Out of charge and the Littlejohn book--which is fully charged and ready to go

This morning when I got to the doctor's office, my cell phone, my Kindle, and I all needed re-charging. I took the Kindle knowing I'd have time in the waiting room and exam room, and I really wanted to call my office to ask a favor. Couldn't do either, so I sat and had a lesson in patience--in the waiting room, in the exam room, at the pharmacy. That was the final blow--it was almost noon by the time I got to the pharmacy, and I was hungry as I sat in the drive-through pickup, which is never as fast as you think it's going to be. Finally this nice young man informed me that my insurance wouldn't cover it and did I want to pay $40.99? No, I didn't! Thoroughly frustrated, I went home, unpacked my groceries, ate lunch, and then headed back, with my insurance card in my hand. What I didn't realize was that when TCU changed pharmacy services, the new service covers all pharmacy transactions not just mail-in orders.
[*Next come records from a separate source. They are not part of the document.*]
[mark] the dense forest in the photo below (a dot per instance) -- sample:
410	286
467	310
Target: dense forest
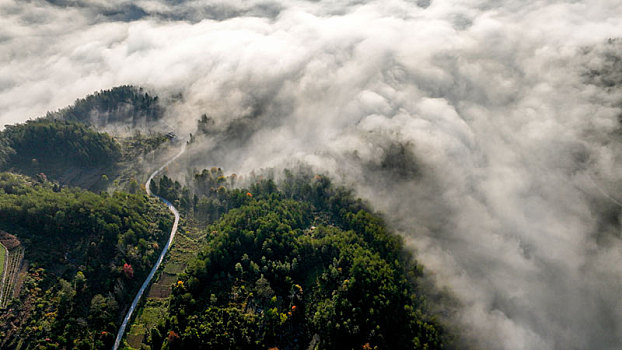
297	265
88	253
293	263
124	105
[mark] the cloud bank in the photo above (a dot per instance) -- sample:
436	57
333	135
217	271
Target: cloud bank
487	131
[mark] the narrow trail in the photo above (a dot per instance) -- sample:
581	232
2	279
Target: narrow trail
142	289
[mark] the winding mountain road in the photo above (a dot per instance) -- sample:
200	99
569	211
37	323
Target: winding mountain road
142	289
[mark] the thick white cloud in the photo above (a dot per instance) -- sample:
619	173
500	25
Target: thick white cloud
477	126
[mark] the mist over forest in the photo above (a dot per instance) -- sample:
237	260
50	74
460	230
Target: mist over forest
487	133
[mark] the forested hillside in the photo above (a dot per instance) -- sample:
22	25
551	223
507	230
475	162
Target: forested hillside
297	265
127	106
88	253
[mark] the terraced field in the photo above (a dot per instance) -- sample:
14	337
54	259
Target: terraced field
155	307
3	254
12	263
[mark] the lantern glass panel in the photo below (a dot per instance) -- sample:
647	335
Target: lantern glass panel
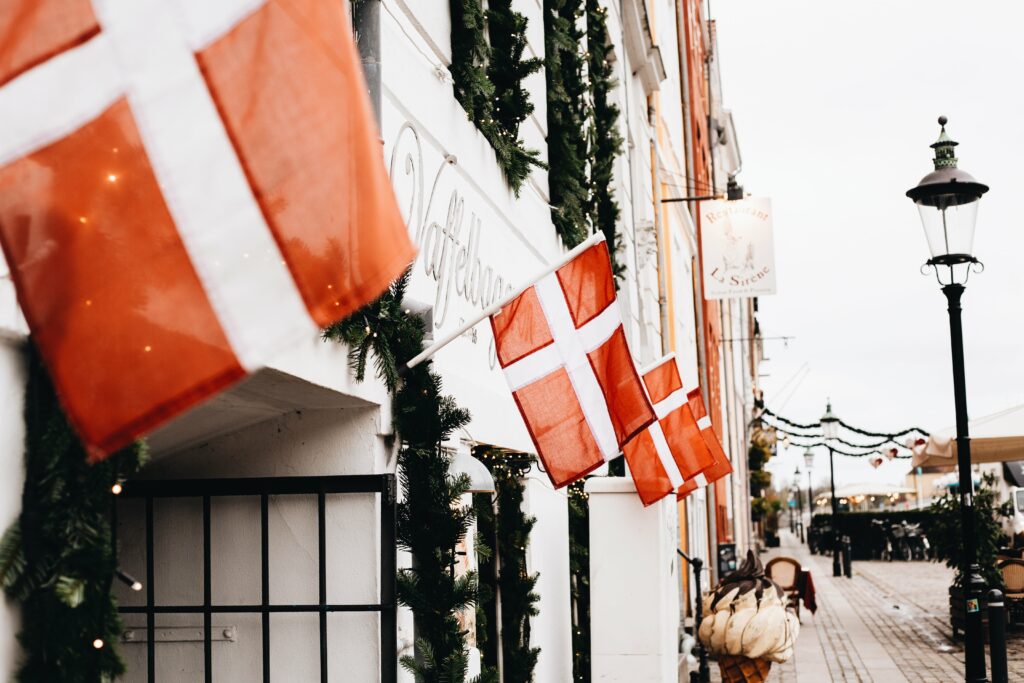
949	227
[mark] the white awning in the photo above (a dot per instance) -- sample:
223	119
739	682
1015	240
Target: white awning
994	438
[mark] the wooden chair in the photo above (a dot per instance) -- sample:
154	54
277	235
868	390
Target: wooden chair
785	572
1013	580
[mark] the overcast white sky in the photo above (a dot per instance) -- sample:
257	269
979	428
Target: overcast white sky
835	105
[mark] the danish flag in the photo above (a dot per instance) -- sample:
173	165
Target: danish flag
186	186
563	351
721	466
672	451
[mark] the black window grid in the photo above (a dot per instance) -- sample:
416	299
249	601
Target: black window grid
264	487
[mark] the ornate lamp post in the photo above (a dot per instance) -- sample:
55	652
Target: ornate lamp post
800	501
829	429
947	199
809	465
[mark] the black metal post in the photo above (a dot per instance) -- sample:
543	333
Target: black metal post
997	636
810	504
800	504
702	674
974	644
837	544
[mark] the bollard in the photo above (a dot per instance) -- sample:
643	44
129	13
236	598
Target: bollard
997	636
847	557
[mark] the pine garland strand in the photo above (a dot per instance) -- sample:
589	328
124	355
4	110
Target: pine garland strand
605	140
431	520
567	153
58	559
487	80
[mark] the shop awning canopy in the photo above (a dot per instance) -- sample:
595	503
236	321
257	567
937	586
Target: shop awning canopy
994	438
868	488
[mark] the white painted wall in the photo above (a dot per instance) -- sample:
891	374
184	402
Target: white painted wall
634	580
548	554
12	374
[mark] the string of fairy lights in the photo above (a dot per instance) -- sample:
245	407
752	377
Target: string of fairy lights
810	435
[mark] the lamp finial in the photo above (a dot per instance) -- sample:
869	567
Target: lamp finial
944	156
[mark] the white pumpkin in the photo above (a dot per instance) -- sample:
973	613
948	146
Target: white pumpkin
763	633
743	609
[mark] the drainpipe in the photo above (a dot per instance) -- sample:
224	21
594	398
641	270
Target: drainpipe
367	24
660	244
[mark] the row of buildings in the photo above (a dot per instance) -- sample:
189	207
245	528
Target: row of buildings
204	530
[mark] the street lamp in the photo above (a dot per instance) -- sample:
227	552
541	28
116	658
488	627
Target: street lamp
947	199
829	429
809	465
800	501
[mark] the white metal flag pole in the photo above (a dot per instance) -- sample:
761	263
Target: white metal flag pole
495	307
656	364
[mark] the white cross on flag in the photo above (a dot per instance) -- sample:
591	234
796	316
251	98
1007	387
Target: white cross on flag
564	354
721	467
186	186
672	451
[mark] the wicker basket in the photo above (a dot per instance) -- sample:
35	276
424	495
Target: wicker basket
743	670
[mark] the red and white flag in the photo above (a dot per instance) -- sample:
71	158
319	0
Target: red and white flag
563	350
672	451
721	466
186	186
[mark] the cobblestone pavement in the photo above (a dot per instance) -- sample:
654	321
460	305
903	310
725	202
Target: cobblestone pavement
889	624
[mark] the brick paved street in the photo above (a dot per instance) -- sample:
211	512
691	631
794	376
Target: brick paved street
888	624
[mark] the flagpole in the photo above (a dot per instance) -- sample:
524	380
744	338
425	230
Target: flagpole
495	307
668	356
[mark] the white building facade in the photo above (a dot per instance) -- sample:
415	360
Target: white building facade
200	541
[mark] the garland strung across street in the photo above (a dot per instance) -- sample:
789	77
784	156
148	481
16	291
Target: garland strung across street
487	80
812	436
58	559
431	519
817	426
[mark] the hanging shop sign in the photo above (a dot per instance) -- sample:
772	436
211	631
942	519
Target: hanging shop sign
737	251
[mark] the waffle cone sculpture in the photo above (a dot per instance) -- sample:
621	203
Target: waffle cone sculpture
747	624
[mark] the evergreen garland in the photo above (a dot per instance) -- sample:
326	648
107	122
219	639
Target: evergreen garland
431	521
567	150
580	579
516	584
507	70
58	559
509	532
487	80
605	141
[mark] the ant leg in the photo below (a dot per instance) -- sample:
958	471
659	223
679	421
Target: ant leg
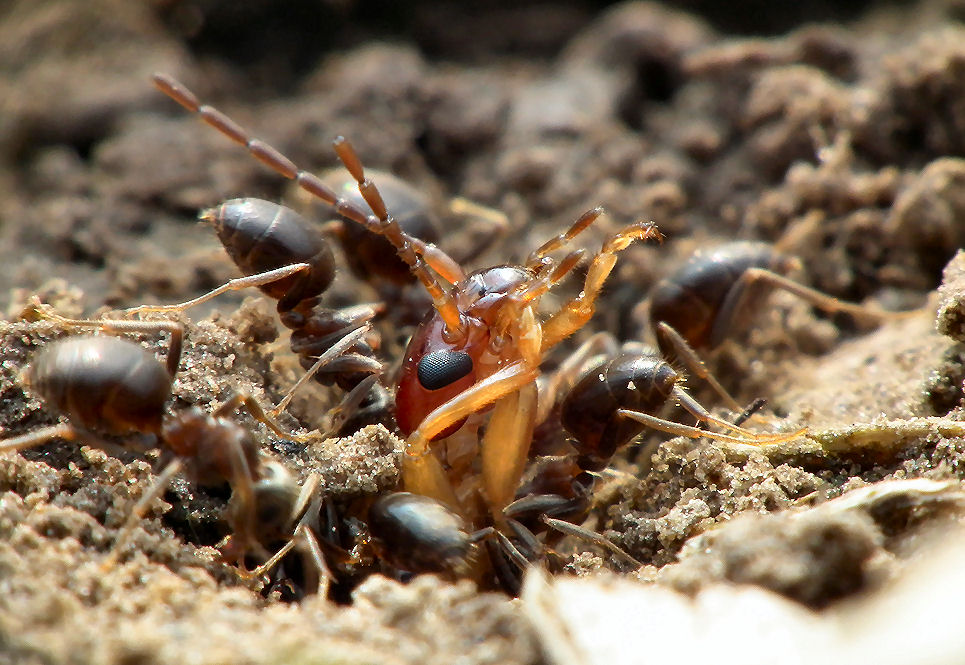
548	276
505	446
694	364
62	431
590	536
137	513
575	313
175	329
696	433
738	295
404	244
338	415
585	221
750	411
256	411
380	223
697	410
333	352
236	284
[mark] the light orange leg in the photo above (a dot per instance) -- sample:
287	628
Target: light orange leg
236	284
697	410
574	314
732	306
381	223
175	329
505	446
536	257
694	364
38	437
137	513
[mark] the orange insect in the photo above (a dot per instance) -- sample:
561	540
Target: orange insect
480	347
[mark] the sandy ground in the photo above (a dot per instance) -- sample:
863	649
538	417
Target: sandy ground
842	143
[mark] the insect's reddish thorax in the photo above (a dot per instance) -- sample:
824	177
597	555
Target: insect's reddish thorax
437	367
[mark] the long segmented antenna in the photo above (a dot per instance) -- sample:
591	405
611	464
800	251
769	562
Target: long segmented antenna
408	248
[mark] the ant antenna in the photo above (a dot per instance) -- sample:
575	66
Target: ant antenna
408	248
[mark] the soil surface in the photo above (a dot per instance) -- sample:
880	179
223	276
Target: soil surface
837	136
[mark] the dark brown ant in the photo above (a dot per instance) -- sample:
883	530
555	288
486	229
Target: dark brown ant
418	534
109	385
290	261
370	255
714	292
480	348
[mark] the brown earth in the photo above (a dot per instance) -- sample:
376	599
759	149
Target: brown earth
842	142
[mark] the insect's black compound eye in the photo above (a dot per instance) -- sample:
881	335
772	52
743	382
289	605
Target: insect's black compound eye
439	369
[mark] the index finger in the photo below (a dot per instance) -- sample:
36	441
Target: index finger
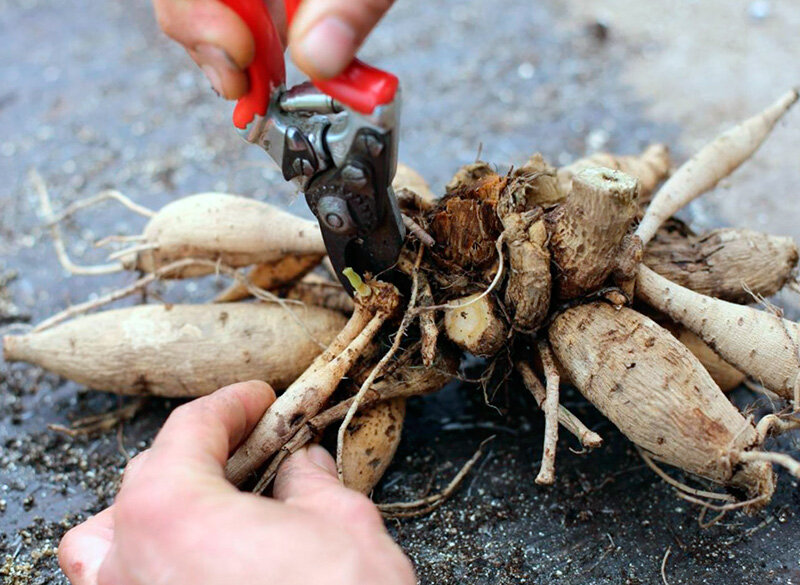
202	433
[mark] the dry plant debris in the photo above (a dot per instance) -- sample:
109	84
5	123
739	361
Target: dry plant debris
577	275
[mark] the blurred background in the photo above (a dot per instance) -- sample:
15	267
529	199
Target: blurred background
93	96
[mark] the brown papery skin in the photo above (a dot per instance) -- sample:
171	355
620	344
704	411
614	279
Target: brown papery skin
650	167
657	393
586	231
759	343
733	264
725	375
180	350
528	287
370	443
235	230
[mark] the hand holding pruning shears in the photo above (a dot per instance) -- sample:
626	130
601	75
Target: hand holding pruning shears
323	38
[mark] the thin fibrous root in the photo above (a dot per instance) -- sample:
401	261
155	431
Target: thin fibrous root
100	423
782	459
428	504
126	202
721	508
711	164
378	369
306	396
773	425
759	343
587	437
546	474
679	486
58	240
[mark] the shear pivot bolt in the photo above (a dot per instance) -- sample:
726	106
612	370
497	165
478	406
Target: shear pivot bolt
302	167
372	145
333	212
355	176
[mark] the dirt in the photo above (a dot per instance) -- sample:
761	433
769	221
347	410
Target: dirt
107	102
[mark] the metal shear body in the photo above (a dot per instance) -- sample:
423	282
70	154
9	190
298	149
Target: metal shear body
336	140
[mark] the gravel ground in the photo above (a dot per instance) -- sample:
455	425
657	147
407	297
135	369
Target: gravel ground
107	102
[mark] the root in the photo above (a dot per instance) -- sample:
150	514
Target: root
711	164
664	566
100	423
782	459
428	504
58	239
588	438
306	396
546	474
773	425
722	509
378	369
681	487
99	198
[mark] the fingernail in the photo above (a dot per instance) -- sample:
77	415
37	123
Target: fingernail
215	62
328	46
321	458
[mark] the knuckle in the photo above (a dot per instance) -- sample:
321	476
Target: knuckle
377	8
359	508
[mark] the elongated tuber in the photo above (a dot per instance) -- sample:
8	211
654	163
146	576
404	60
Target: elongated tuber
587	230
271	276
733	264
761	344
180	350
235	230
370	443
308	393
711	164
657	393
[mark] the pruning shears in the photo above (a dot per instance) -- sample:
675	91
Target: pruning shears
335	139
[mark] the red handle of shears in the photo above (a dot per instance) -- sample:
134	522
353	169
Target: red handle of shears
360	87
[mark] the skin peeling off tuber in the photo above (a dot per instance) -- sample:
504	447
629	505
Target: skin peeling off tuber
587	230
528	287
370	443
465	225
180	350
759	343
411	189
271	276
732	264
657	393
310	391
234	230
650	167
476	326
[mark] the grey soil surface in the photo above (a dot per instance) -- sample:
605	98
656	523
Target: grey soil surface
107	102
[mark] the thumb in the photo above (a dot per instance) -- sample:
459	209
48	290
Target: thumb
325	34
308	480
304	473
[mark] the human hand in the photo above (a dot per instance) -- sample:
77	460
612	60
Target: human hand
177	520
323	38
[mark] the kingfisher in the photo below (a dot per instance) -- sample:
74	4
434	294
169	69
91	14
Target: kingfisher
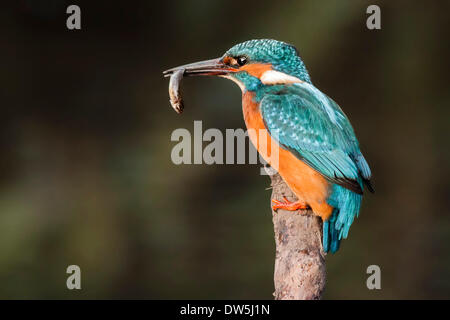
318	154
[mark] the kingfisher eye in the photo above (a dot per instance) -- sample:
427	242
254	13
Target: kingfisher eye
241	60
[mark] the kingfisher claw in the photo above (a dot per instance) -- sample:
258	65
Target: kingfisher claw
288	205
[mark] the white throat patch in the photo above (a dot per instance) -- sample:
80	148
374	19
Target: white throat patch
276	77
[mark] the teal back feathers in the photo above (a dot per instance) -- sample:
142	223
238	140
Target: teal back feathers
313	127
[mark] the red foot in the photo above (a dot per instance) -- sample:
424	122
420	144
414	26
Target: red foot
288	205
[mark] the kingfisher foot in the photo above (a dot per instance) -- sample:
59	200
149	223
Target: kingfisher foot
288	205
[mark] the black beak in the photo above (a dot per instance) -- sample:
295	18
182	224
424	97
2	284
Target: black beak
213	67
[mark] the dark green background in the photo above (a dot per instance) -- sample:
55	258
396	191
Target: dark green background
87	179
So it was all straightened out fairly quickly, and I headed home with my antibiotics by 1:30. But I worked, some office, some my own, until 4 p.m.--a really late nap, from which I didn't want to get up. But there's that interior clock in me--it was time for the news, time to feed Scooby, etc. Made myself pea salad and salmon croquettes (one of my absolute favorite things) for supper.
Tonight is a huge reception for the lead title of our TCU Press fall list, Calvin Littlejohn: Portrait of a Community in Black and White by Bob Ray Sanders. Littlejohn was the only photographer for the black community for many years, most of the twentieth century--he took photos at schools (we have a school picture of Bob Ray in maybe third grade that Littlejohn took), churches, weddings, funerals, family gatherings, ceremonial occasions. He also took studio portraits and, best of all, pictures of any celebrity who visited Fort Worth. There are pictures of Harry S. Truman, Lyndon B. Johnson, a young George W. Bush looking bewildered, and of many black athletes and musicians. Maybe the prize is the one of Martin Luther King, Jr., sitting in a parlor with a group of women. Bob Ray, a Fort Worth Star-Telegram columnist and well known in any community in Fort Worth, did an incredible job of tracking down people and getting specific identities of many of the photographic subjects.
So tonight they expect 300 people at the Ella May Shamblee Library for a reception/book signing. Nice note: Bob Ray's niece, Brenda Sanders-Wise, is catering (he is the youngest of 12 and has nieces and nephews who are older than he is--I thought for a long time Brenda was one of his sisters, but not so). Brenda submitted such a yummy menu that I asked Melinda if she wasn't going to bring me a doggy bag. The doctor supported my instinct that I shouldn't go--don't need to expose everyone to my germs, and I still don't have the energy. So, following orders to lie low for three or four days, I'm at home but I'll be anxious for a report tomorrow.
This book is a fitting cap to my publishing career. I wanted to publish Littlejohn's work ever since the 1980s, but there were problems getting permission. Finally, the family gave the photographs, or most of them, to the Dolph Briscoe Center for American History at the University of Texas at Austin. I was able to work with Director Don Carlton to cooperate on the publication. It's truly a book to be proud of--beautifully designed and printed--and I'm delighted to view it as my swan song.
Meanwhile I'm not all that unhappy to be comfortably at home in sloppy clothes, with a bit of work to do and a book to read, but I do feel a bit bad over missing the moment of triumph.